Cognitive Dissonance on the River Tyne
Moritz Stefaner and Stephan Thiel have created a visualization of sensor data acquired by a floating mill on the river Tyne in Newcastle upon Tyne, Great Britain. Their choice of a flow metaphor for non-flow data creates a cognitive dissonance that makes the visualization difficult to understand.
The mill itself generates power, and there are sensors that measure a few properties of the water flowing through it: oxygen level, acidity, nitrates, salinity, and wheel speed.
So there is flowing water involved, and the visualizations Moritz and Stephan’s project create look like this:
These are streamlines, generated by particles that leave a trace. The obvious assumption is therefore that the visualization shows the flow of water. However, it does no such thing. The particles are guided by forces that are generated by the other four parameters, but not the wheel speed.
To understand why this is odd, let’s look at another example of streamlines: Martin Wattenberg and Fernanda Viegas’ Wind Map.
The technique is very similar, but the data is different: Wind Map uses the visual concept of flow to show something that flows or moves (the air and the wind).
While there is no principle reason why flow can’t be used to visualize abstract data like salinity, the problem in the Tyne case is that there is something that flows: the water. So when seeing something that looks like the flow of water, it’s a reasonable assumption to make that it depicts that flow. When it doesn’t, that not only requires a bigger leap to understand what is going on, it’s actually hard work to ignore the obvious mapping of the data to the visualization and think about the abstract data it depicts.

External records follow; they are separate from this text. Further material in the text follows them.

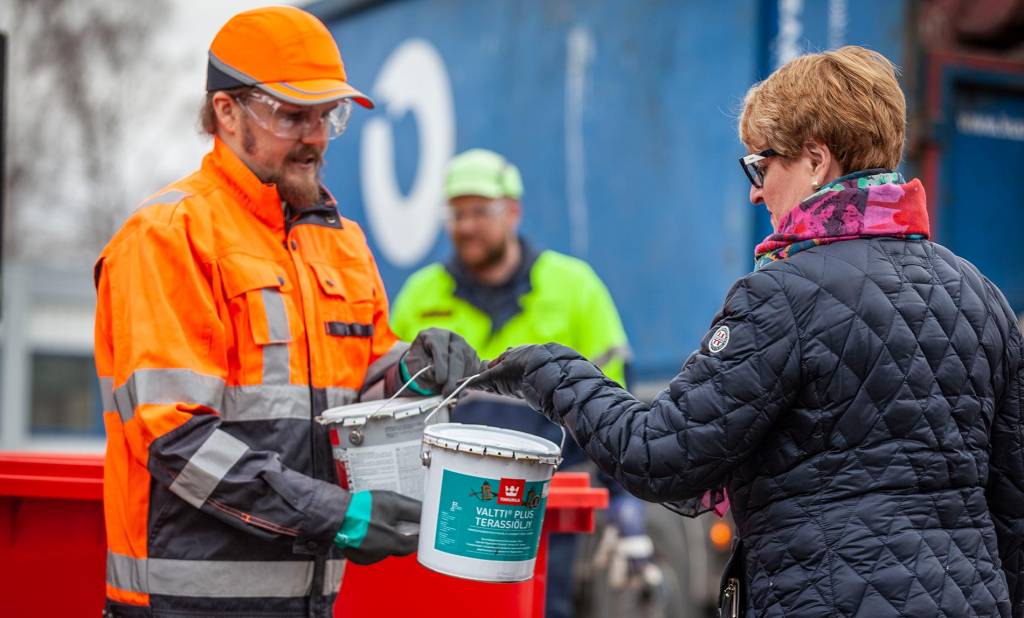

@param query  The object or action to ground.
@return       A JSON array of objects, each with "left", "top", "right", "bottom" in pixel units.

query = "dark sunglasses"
[{"left": 739, "top": 148, "right": 778, "bottom": 189}]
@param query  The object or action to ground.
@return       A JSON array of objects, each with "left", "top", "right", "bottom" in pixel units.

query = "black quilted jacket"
[{"left": 507, "top": 238, "right": 1024, "bottom": 618}]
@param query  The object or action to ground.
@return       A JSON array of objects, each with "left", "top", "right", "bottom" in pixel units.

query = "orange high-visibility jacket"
[{"left": 95, "top": 140, "right": 404, "bottom": 615}]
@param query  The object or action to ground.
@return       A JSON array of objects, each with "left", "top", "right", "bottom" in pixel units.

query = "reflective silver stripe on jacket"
[
  {"left": 106, "top": 551, "right": 317, "bottom": 598},
  {"left": 139, "top": 189, "right": 189, "bottom": 208},
  {"left": 106, "top": 368, "right": 358, "bottom": 423},
  {"left": 324, "top": 387, "right": 359, "bottom": 407},
  {"left": 261, "top": 288, "right": 292, "bottom": 384},
  {"left": 324, "top": 560, "right": 346, "bottom": 594},
  {"left": 114, "top": 369, "right": 224, "bottom": 423},
  {"left": 169, "top": 429, "right": 249, "bottom": 509}
]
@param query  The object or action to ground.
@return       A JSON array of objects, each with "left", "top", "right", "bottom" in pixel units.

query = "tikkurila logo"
[{"left": 498, "top": 479, "right": 526, "bottom": 506}]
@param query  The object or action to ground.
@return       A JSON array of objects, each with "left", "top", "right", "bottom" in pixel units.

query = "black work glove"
[
  {"left": 402, "top": 328, "right": 485, "bottom": 395},
  {"left": 469, "top": 346, "right": 539, "bottom": 399},
  {"left": 334, "top": 489, "right": 423, "bottom": 565}
]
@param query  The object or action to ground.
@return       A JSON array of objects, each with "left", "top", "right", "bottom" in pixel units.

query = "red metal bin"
[{"left": 0, "top": 453, "right": 608, "bottom": 618}]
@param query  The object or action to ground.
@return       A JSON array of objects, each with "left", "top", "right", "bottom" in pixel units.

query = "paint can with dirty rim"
[
  {"left": 418, "top": 423, "right": 564, "bottom": 582},
  {"left": 318, "top": 397, "right": 449, "bottom": 500}
]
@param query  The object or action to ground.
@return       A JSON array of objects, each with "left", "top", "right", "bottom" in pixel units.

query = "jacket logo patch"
[
  {"left": 325, "top": 322, "right": 374, "bottom": 337},
  {"left": 708, "top": 326, "right": 729, "bottom": 354}
]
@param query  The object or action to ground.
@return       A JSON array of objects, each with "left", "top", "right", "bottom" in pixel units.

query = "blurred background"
[{"left": 0, "top": 0, "right": 1024, "bottom": 615}]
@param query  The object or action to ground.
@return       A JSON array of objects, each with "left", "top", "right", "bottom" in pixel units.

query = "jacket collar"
[{"left": 444, "top": 236, "right": 541, "bottom": 335}]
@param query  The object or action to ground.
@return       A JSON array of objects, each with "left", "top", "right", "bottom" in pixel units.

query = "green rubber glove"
[{"left": 334, "top": 489, "right": 423, "bottom": 565}]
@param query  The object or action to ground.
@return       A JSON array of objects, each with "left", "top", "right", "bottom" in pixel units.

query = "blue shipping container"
[{"left": 309, "top": 0, "right": 905, "bottom": 381}]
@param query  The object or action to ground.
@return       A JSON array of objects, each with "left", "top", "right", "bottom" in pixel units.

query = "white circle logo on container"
[
  {"left": 359, "top": 39, "right": 455, "bottom": 267},
  {"left": 708, "top": 326, "right": 729, "bottom": 354}
]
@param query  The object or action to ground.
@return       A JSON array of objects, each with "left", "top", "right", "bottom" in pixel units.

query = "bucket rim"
[
  {"left": 423, "top": 423, "right": 562, "bottom": 466},
  {"left": 317, "top": 395, "right": 441, "bottom": 427}
]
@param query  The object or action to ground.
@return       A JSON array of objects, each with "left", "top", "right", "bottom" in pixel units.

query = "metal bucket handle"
[
  {"left": 364, "top": 364, "right": 434, "bottom": 425},
  {"left": 423, "top": 373, "right": 566, "bottom": 454},
  {"left": 423, "top": 373, "right": 480, "bottom": 427}
]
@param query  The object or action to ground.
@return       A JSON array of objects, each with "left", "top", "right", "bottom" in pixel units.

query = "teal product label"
[{"left": 434, "top": 470, "right": 548, "bottom": 562}]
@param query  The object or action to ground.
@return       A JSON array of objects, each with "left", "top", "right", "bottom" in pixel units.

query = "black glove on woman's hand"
[
  {"left": 403, "top": 328, "right": 485, "bottom": 395},
  {"left": 469, "top": 346, "right": 538, "bottom": 399}
]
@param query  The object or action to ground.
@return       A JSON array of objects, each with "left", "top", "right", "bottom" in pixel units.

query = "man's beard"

How could this have been avoided? One obvious way of showing the data, boring line charts, was probably not what they had in mind. Simply changing the flow to not be so linear, but maybe go around a circular area would have helped. That would also perhaps have created some more complex patterns. There are many other possibilities, and Moritz and Stefan show a few early sketches in their blog postings.
It’s unfortunate that they ended up sticking so closely to the obvious metaphor, the flow. The other designs strike me as much more interesting, and would have avoided the confusion. As it is, the flow metaphor creates nice images, but to understand what is shown requires a lot of unnecessarily hard work.